The Full Self-Driving technology expands on the Autopilot software that helps with vehicle steering, accelerating and braking.
Tesla did not immediately respond to a request for comment.
The NTSB previously urged Tesla to add system safeguards to limit the use of automated vehicle-control systems to designated conditions and to develop applications to “more effectively sense the driver’s level of engagement.” The agency makes safety recommendations and has no regulatory authority.
Tesla has never officially responded to those recommendations.
Also on Monday, the National Highway Traffic Safety Administration, which regulates auto safety, disclosed that Tesla has given the agency a partial response https://static.nhtsa.gov/odi/inv/2021/INME-PE21020-1022.pdf to an information request issued as part of NHTSA’s formal safety investigation into the automaker’s Autopilot technology.
NHTSA said in an memo written last Friday and released on Monday that Tesla’s response “has been received and is being reviewed.” Tesla has asked NHTSA to keep its entire response confidential.
The agency in August sent Tesla an 11-page letter with questions it was required to answer by last Friday.

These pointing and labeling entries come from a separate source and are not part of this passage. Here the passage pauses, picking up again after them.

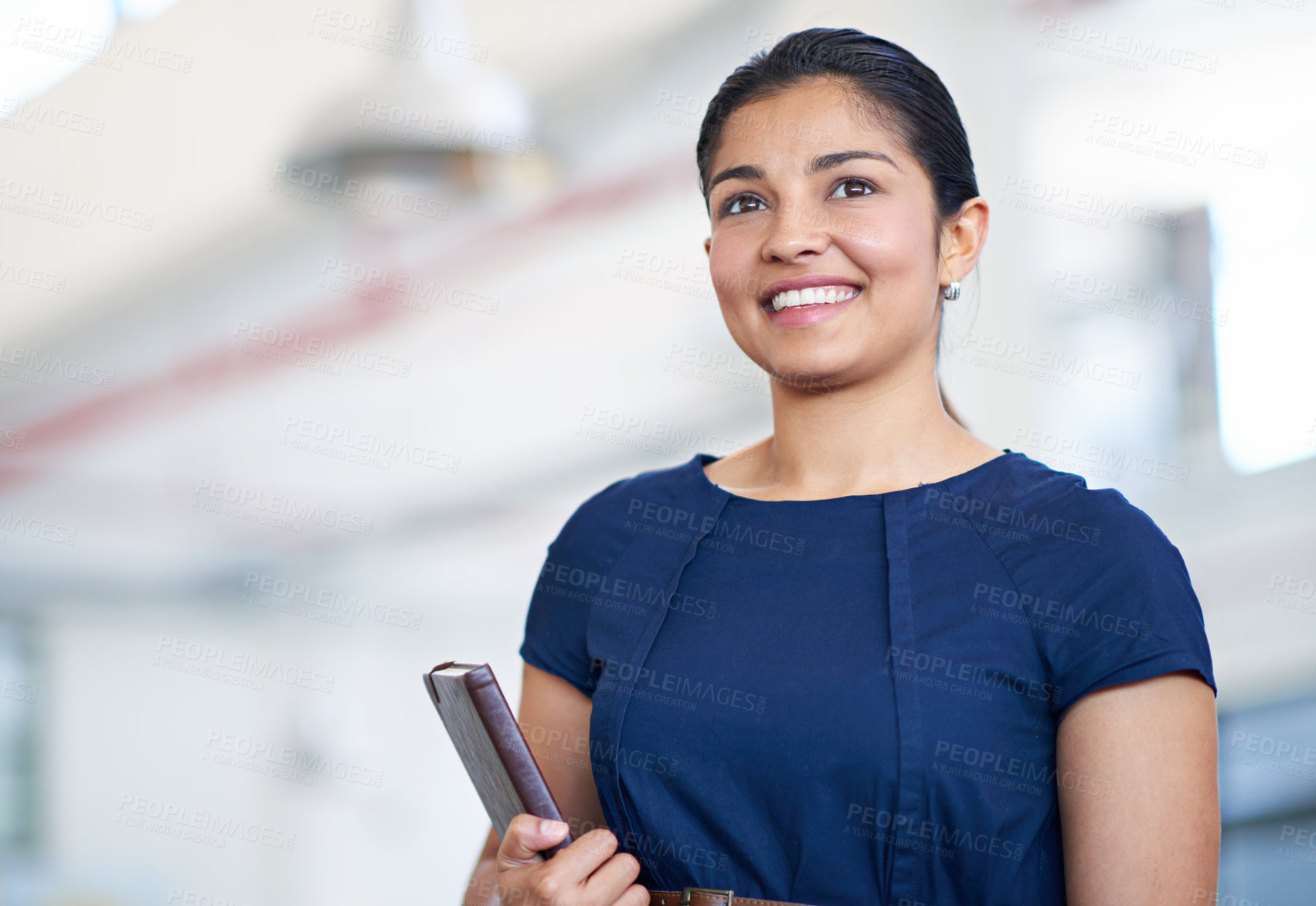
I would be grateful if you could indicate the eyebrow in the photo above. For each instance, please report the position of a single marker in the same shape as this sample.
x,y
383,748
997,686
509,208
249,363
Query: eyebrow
x,y
837,158
816,166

NHTSA this month asked Tesla why it had not issued a recall to address software updates made to Autopilot to improve the vehicles’ ability to detect emergency vehicles.
NHTSA’s investigation into 765,000 U.S. vehicles came after a series of crashes involving Tesla models and emergency vehicles. NHTSA has identified 12 crashes that involved Tesla vehicles using the advanced driver-assistance systems and emergency vehicles, with most of the incidents occurring after dark.
In a separate letter this month, NHTSA asked Tesla to provide answers by Nov. 1 on its semi-autonomous driving technology called “Autosteer on City Streets” that the company made available to vehicle owners last year. Tesla refers to this technology as FSD.
“Despite Tesla’s characterization of FSD as ‘beta,’ it is capable of and is being used on public roads,” NHTSA said.
Tesla on Sunday rolled back the latest version of this software, less than a day after its release, after users complained of false collision warnings and other issues.
NHTSA also raised concerns about limits that Tesla has compelled vehicle owners to accept on disclosure to the public of safety issues.